How the Number Operands of an Instruction Set Affects the Assembly Language

Instructor: Shadi Aljendi

Shadi has a Ph.D. in Computer Science and more than 20 years experience in industry and higher education.

When you design the instruction set of a processor, you need to make important decisions. Some decisions may make your hardware design complex, but they will simplify the ability to write programs for it. Other decisions may make for a simple hardware design, but create complex programming. In this lesson, we will take a look at the effect the number of machine instruction operands has on the complexity of an assembly program. Updated: 10/29/2019

Introduction

Designing a microprocessor is a complex process that involves making a number of decisions that might often lead to contradictory results. For example, if you decide to make programming easy for the user, you may find yourself having to design very complex hardware. In this lesson, we will look at an example of this by studying the effect of machine instruction complexity on an assembly language program.

The Different Structures of Machine Instructions

A 2-operand machine instruction must include (implicitly or explicitly) the following parts:

  • The operation
  • Source 1 which represents the first operand
  • Source 2 which represents the second operand
  • The destination which is the register or the memory address that will store the result of the instruction

Each one of these fields must be coded using a certain number of bits. The number of required bits is determined by the number of possibilities in each field. The number of bits for the operation field is determined by the number of native processor operations. The number of bits for each of the remaining fields is determined by the operation's addressing space.

Depending on the architecture, one of the addressing fields could be implicit. Usually, when the destination is implicit, it will be in one of the sources (often source 1). In some architectures, both one of the sources and the destination could be implicit. In this case, the implicit source and the destination would be a particular address or register. Often, this register is called the Accumulator (Acc). When the sources and the destination are implicit, we get a stack processor.

Practical Examples

In order to understand the effect of the number of operands of an instruction, 4 processors of different architecture are introduced below.

Processor 1

Processor 1 is a 3-address processor that is capable of executing the following instructions:

Instruction Explanation
ADD A, B, C Add the contents of B to the contents of C and store the result in A
SUB A, B, C Subtract the contents of C from the contents of B and store the result in A
MUL A, B, C Multiply the contents of B by the contents of C and store the result in A
DIV A, B, C Divide the contents of B by the contents of C and store the result in A

A, B and C are either processor registers or memory locations. Supposing that each field in the instruction set can be coded using 4 bits, all the previous instructions can be coded into 16 bits.

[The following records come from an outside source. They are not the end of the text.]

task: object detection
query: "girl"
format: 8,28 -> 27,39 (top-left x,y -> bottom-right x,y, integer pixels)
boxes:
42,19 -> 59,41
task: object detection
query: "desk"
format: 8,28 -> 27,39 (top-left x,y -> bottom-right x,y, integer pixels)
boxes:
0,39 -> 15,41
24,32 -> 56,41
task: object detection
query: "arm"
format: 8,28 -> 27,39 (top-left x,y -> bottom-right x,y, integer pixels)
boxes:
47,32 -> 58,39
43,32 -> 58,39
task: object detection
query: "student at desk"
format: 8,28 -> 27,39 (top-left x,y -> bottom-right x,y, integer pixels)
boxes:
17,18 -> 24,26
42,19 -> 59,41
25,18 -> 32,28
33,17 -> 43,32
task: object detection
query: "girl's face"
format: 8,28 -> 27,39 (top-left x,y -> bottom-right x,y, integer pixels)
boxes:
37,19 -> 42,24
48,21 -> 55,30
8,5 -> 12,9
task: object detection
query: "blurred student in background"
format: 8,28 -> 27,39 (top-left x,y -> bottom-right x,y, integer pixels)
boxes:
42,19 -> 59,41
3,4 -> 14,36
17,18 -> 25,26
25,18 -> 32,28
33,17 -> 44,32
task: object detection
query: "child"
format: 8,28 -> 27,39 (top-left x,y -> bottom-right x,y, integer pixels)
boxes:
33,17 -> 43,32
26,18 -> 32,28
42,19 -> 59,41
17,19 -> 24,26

Because this processor defines a destination for its operations, the processor does not need a MOV instruction.

Processor 2

Processor 2 is a 2-address processor that is capable of executing the following instructions:

Instruction Explanation
ADD A, B Add the contents of A to the contenst of B and store the result in A
SUB A, B Subtract the contents of B from the contents of A and store the result in A
MUL A, B Multiply the contents of A by the contents of B and store the result in A
DIV A, B Divide the contents of A by the contents of B and store the result in A
MOV A, B Copy the contents of B into A

Using the same assumption as for Processor 1, all the previous instructions can be coded into 12 bits.

Processor 3

Processor 3 is a 1-address processor that is capable of executing the following instructions:

Instruction Explanation
ADD B Add the contents of B to the contents of the accumulator Acc and store the result in Acc
SUB B Subtract the contents of B from the contents of the accumulator Acc and store the result in Acc
MUL B Multiply the contents of B by the contents of the accumulator Acc and store the result in Acc
DIV B Divide the contents of the accumulator Acc by the contents of B and store the result in Acc
LD B Copy the contents of B in the accumulator Acc
STR B Copy the contents of the accumulator Acc to B

Using the same assumption as for Processor 1, all the previous instructions can be coded into 8bits.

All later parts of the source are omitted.